Educación: más allá del protocolo.
Más allá del cómo y el cuándo abrir, es hora de preguntarnos sobre los porqués y para qué educamos.
Autora: Yolanda Reyes | @yolandareyesv
“El problema de la educación es que nos hemos ido quedando sin un lenguaje que llame a las cosas por su nombre”, me dice una lectora que se declara perdida entre un lenguaje políticamente correcto, “lleno de eufemismos que ocultan la tragedia”. Está intentando descifrar las orientaciones para “avanzar hacia la alternancia”, publicadas por el Ministerio de Educación, una serie de documentos larguísimos que son, apenas, las líneas generales para hacer los protocolos de las aperturas educativas paulatinas, “a partir” del 1 de agosto.
Escribo “a partir” entre comillas porque, según tuvo que aclararlo la ministra, se trata de una fecha tentativa en la que “se empezaría” a pensar en la alternancia educativa. Por supuesto, dependerá (dependería) del comportamiento de este virus que ha puesto al mundo en modo condicional y ha convertido a cada fecha en una nueva prórroga, pero que, paradójicamente, ha exacerbado nuestra manía de legislar sobre cada detalle –cómo los niños de dos años se deben “colocar y retirar” el tapabocas para tomar onces, por ejemplo– en un intento mágico por regular la incertidumbre.
Las reacciones frente a esos documentos minuciosos no se han hecho esperar: Fecode manifestó que no había condiciones que permitieran abrir el 1 de agosto (se saltó lo de “a partir”) y expuso razones que suelen olvidar los documentos oficiales, como la falta de agua –por no decir jabón e instalaciones sanitarias– en muchas instituciones educativas, urbanas y rurales. Otras agremiaciones se declararon a favor de la llamada alternancia y otras expresaron reticencias, y la discusión se centró, o más bien se polarizó, como suele suceder, alrededor de preguntas importantes, pero que ocultan otras esenciales. Más allá del cómo y el cuándo abrir que nos desvela a todos, es tiempo de hacer otras preguntas relacionadas con los porqués y los para qué educamos. Y con quiénes y a quiénes educamos, y de qué modos tan diferentes (excluyentes o exclusivos).
Esos problemas que nunca hemos resuelto salen hoy iluminados bajo la luz de la pandemia, así como sucede con los rincones que no miramos por andar tan ocupados.
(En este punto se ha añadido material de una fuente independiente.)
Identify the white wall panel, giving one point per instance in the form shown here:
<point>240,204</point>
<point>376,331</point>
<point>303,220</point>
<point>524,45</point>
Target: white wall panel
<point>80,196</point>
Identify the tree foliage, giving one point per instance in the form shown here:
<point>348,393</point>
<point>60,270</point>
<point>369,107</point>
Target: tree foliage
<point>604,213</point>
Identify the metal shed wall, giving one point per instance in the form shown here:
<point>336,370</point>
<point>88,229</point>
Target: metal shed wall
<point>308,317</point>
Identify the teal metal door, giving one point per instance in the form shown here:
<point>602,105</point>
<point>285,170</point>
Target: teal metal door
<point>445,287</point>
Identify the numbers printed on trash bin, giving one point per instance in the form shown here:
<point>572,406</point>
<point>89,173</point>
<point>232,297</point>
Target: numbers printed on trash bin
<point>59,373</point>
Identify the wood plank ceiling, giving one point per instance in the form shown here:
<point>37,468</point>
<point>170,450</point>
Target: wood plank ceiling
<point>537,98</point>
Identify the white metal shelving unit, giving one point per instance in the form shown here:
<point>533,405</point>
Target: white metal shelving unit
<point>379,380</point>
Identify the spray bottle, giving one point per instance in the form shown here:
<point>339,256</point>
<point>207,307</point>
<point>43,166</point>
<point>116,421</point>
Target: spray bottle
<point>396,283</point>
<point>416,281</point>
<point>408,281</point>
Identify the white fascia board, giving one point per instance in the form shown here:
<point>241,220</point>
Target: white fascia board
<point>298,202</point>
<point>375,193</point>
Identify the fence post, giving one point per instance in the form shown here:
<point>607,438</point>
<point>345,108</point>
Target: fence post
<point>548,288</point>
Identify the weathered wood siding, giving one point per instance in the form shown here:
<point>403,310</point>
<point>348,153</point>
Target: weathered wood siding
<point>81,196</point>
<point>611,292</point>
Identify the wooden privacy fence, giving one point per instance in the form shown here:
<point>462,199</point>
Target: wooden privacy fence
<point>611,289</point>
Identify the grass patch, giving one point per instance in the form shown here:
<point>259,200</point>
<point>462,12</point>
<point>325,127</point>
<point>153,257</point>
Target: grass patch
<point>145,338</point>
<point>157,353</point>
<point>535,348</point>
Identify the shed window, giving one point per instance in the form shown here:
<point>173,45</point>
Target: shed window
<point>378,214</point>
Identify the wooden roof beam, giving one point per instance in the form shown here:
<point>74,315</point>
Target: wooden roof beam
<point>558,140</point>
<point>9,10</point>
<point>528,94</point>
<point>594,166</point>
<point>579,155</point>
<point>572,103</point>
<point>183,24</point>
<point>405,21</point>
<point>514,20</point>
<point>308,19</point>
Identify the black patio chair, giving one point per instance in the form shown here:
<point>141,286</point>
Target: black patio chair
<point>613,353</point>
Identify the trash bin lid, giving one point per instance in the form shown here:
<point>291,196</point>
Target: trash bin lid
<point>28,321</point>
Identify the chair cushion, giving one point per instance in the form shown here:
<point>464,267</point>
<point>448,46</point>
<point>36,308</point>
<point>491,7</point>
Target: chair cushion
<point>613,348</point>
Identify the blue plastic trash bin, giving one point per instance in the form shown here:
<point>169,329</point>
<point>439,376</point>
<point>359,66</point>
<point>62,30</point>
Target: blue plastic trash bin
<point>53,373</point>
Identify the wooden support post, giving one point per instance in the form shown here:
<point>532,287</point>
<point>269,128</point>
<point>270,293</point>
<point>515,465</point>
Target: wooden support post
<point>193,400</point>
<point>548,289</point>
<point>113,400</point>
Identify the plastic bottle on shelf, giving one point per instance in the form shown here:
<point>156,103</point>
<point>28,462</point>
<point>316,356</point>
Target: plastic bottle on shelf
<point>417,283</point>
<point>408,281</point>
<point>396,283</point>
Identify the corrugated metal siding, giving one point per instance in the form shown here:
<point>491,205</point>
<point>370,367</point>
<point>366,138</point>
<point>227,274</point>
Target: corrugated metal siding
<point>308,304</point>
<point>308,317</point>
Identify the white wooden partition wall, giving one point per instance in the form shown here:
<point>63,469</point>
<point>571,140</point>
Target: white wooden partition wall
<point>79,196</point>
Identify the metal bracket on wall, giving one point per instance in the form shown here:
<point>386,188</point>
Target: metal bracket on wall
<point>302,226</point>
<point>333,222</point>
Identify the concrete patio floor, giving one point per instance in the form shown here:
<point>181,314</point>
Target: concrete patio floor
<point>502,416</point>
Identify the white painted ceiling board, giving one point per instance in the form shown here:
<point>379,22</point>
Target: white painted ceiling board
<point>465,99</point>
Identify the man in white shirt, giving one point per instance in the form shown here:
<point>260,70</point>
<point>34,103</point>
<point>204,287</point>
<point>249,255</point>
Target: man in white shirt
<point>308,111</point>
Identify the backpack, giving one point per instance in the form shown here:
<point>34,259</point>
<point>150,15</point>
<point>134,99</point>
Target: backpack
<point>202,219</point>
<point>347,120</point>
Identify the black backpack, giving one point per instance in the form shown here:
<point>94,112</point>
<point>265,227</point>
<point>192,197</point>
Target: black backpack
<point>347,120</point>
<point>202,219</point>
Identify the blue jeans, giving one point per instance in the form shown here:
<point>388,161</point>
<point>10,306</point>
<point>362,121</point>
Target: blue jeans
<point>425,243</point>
Y aunque intentemos ocultarlos bajo la bioseguridad, la higienización y la protocolización de los movimientos y las relaciones pedagógicas, la inequidad aterradora surge detrás de cada vocablo: de cada problema, y de cada solución, para recordarnos que no estamos hablando de lo mismo cuando decimos virtualidad, trabajo académico en casa (o, incluso, casa); que no estamos hablando de una misma educación ni de un mismo país, sino, por lo menos, de dos países –o más–, rotos por la misma eterna brecha.
¿Dónde situar, entonces, todo lo que hemos aprendido en este semestre tan difícil? ¿Cómo tejer las maravillas, las dificultades, los dolores y las dudas que hemos vivido los maestros, las familias y las autoridades para hacer comunidad alrededor de la educación de nuestros niños y niñas? ¿Cómo partir de las formas tan diversas de aprender para rescatarlas, y pensar y debatir (sí, debatir es una bella palabra en estos tiempos) sobre los cambios culturales que necesitamos afrontar para sostenernos juntos y trabajar en las inequidades que no se solucionarán con internet?
Mientras los científicos trabajan sin descanso en este mundo para saber cómo curarnos, la educación se convierte en un centro de preguntas sobre nuestro país: sobre la compasión y la solidaridad y los dilemas, y sobre cómo aprender a vivir en un mundo que se ha roto, y cómo hacerlo cuando se tiene poco. (O quizás no es poco, si lo pensamos fuera del marco). Quizás suene a utopía, pero es hora de construir otro discurso, y otro contrato social para la educación.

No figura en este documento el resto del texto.